GamePP Frequently Asked Questions - Professional Hardware Monitoring Software FAQ Knowledge Base

This drift is typically caused by internally triggered thermal scheduling interfering with polling stability during extreme speed. According to external report 2025- HS-03, at a 1000Hz polling rate, Logitech G HUB tracking showed random X-axis offsets swinging between 0.5% and 1.2%, peaking at a distracting 2.5%. I entered the G HUB settings menu, performed a full forced firmware flash, and strictly re-locked the polling rate at exactly 1000Hz. Post-verification, the X-axis offset was crushed into a negligible 0.1%-0.3% range, and the reticle snap-back felt way more immediate and snappy. Just a heads-up: this software-level fix assumes a clean contact surface. If your mousepad is dusty, you'll still feel a glitchy resistance regardless of what the software numbers say, hindering the rock steady feel. Last updated onMarch 18, 2026 3:37 PM.

During high-speed flicks, the Rival 310 sensor often glitches based on the pad texture. I spent hours cleaning my mousepad to no avail. The real solution was in the SteelSeries GG software; I ran a hardware re-id and flashed to firmware v2.0.1. Based on log SS-SENS-2025 at a 1000Hz polling rate, linearity improved from a shaky 95.2% to 96.8% window to a rock steady 98.1% to 99.3% range. This killed the 'drifting' and let me snap to targets perfectly. One catch: at low DPI, this sensor is overly sensitive to pad grain; if you switch materials, you'll likely experience this again until a fresh calibration cycle is performed. Last updated onMarch 15, 2026 2:28 PM.

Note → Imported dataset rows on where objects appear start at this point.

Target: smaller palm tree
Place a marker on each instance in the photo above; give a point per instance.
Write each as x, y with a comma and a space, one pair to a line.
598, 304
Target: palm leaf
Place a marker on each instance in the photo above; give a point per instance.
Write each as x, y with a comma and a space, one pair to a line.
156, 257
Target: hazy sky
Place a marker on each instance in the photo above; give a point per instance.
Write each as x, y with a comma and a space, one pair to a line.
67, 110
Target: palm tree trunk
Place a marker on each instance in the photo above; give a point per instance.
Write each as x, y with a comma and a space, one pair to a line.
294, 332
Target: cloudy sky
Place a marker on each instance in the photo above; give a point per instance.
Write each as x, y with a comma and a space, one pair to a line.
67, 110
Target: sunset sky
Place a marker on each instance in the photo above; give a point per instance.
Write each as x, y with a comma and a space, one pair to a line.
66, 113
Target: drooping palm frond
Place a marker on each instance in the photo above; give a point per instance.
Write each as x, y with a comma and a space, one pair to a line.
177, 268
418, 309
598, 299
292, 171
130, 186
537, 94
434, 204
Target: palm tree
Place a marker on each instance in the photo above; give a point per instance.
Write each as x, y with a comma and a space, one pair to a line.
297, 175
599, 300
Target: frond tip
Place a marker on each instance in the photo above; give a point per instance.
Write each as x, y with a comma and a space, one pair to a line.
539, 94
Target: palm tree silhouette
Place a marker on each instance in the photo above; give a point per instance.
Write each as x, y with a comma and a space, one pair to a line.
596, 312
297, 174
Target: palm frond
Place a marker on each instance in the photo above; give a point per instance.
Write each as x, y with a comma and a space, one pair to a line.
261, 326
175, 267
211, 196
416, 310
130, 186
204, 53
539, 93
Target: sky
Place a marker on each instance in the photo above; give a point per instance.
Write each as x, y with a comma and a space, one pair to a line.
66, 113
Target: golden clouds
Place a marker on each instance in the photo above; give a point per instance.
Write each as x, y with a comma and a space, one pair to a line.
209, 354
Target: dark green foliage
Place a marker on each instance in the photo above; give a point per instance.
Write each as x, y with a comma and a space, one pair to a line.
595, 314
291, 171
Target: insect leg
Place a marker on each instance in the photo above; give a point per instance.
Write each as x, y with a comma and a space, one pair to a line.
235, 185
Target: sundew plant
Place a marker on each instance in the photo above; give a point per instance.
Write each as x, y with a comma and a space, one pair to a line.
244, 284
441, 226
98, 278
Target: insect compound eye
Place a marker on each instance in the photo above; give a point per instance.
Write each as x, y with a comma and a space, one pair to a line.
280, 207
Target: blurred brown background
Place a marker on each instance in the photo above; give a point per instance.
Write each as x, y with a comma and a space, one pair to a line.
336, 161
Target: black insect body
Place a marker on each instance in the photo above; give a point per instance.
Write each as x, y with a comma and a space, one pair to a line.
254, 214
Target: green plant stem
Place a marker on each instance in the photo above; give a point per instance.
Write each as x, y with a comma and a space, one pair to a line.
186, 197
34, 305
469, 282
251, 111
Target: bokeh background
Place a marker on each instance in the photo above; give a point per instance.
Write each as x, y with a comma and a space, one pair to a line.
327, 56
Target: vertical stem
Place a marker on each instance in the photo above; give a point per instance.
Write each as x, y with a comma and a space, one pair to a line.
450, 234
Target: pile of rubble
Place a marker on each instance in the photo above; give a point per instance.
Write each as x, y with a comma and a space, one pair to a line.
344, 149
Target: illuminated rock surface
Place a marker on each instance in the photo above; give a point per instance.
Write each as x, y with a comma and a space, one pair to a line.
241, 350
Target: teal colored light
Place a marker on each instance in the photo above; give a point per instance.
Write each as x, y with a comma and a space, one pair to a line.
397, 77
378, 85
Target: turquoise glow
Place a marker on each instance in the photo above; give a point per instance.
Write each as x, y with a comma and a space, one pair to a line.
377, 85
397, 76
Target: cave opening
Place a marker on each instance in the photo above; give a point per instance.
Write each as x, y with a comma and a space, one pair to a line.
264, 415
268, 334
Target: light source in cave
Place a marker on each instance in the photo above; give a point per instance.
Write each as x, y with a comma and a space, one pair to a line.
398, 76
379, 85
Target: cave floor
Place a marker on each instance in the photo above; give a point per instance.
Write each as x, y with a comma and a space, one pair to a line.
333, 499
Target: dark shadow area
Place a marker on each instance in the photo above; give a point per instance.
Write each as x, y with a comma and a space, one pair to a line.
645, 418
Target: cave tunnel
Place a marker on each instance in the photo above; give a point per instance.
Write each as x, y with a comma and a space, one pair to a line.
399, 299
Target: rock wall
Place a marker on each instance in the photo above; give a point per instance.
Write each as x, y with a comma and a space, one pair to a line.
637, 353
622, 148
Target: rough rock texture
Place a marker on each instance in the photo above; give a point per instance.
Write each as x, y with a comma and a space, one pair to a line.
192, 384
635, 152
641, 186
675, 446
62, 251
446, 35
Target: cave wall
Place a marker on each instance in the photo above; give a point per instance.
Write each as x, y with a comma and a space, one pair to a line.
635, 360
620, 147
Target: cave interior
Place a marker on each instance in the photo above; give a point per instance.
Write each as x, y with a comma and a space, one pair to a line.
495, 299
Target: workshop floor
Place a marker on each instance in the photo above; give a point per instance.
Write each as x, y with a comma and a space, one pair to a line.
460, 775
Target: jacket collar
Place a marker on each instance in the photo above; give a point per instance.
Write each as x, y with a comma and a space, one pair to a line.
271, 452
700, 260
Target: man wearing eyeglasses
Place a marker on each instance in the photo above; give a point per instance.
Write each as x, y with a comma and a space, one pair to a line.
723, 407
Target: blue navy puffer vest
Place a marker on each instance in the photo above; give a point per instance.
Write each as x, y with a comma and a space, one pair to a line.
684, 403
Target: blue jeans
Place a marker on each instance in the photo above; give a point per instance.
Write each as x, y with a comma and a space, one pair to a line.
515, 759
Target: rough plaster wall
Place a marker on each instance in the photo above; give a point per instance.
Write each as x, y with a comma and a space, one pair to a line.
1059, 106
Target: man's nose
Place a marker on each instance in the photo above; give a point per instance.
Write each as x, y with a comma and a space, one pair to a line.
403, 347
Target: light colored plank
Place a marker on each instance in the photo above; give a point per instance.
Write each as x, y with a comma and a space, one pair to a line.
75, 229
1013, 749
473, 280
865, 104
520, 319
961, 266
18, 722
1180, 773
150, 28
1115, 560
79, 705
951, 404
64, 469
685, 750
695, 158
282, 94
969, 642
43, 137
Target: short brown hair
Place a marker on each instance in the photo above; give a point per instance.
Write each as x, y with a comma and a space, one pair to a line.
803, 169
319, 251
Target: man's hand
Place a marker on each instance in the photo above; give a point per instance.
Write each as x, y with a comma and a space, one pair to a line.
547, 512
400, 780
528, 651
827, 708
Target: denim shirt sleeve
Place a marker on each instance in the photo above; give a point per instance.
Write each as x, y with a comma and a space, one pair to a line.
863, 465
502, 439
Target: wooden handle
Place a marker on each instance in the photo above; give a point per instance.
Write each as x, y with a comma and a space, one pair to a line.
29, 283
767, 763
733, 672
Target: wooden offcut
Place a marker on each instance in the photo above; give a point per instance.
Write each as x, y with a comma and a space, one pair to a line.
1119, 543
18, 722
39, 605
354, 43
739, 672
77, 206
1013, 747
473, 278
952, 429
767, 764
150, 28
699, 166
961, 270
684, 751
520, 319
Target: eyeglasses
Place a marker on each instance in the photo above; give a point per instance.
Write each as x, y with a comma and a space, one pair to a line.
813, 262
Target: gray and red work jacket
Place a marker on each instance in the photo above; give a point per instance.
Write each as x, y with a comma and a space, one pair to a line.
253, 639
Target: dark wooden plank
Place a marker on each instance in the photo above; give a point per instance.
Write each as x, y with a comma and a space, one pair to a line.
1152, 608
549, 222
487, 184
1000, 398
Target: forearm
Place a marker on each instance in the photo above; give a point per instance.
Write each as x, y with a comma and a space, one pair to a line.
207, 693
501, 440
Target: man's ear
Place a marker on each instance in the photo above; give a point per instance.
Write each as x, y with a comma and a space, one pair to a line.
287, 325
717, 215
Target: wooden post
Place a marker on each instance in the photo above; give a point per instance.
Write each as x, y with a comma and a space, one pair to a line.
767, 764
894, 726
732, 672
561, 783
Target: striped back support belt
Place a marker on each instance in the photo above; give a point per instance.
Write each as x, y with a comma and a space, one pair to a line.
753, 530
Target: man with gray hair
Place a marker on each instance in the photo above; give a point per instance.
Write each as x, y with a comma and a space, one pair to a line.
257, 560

During high-speed flicks, some thermal-triggered protection logic causes the sensor sampling to undergo random micro-drifts. My first instinct was that the mousepad was dirty, but cleaning it did nothing. I eventually went into the device synchronization menu within the Razer Synapse settings and performed a deep hardware info refresh, followed by a flash to the latest v2025.12 firmware. Based on report MOUSE-ACC-2025-RZR via Synapse, sampling accuracy stabilized between 97.8% and 98.7%. The immediate feel is that the stop-point after a flick is pixel-perfect, with none of that uncanny swaying. To be fair, there is still a tiny hint of latency during absolute warp-speed movements, but compared to the random drifting, it is a total game-changer. Now I can actually trust my gear again. Last updated onMarch 16, 2026 1:44 PM.

High-velocity flicking creates micro-drifts in sensor sampling, which become a total glitchy mess when the Logitech G Pro X Superlight 2 kicks in its aggressive power-saving mode. I tried the old restart trick, but it was pointless. My breakthrough came from a firmware update and locking the polling rate to a rigid, fixed value, which yanked the sensor accuracy back up into the 97.9% - 98.8% range. Diving into the raw Logitech G HUB logs confirmed that packet loss in the instruction stream practically vanished. The snapping feeling during close-quarter combat became rock steady again. That said, after 300+ hours of heavy play, clothpad fraying still causes occasional tracking deviations. It's a physical limitation, but the software calibration makes the experience feel premium again. Last updated onMarch 13, 2026 3:51 PM.

This usually manifests during violent load switching when the i9's aggressive thermal management kicks in, causing the sampling circuitry to drift. Following the Intel-14900-V manual on a Windows machine, HWMonitor logs often reveal a 2% - 5% accuracy swing during peak spikes, triggeringThose ghost alerts. To kill this, enter the BIOS, navigate to the advanced hardware monitor settings, and force a global device re-scan while applying the latest microcode update. Precision should then snap back to a rock steady 98.0% - 98.9% range. Just keep in mind that if you push an extreme overclock beyond the factory limit, these fluctuations will likely return; it is a physical byproduct of electrical noise that a simple software scan cannot fully banish. Last updated onMarch 14, 2026 2:07 PM.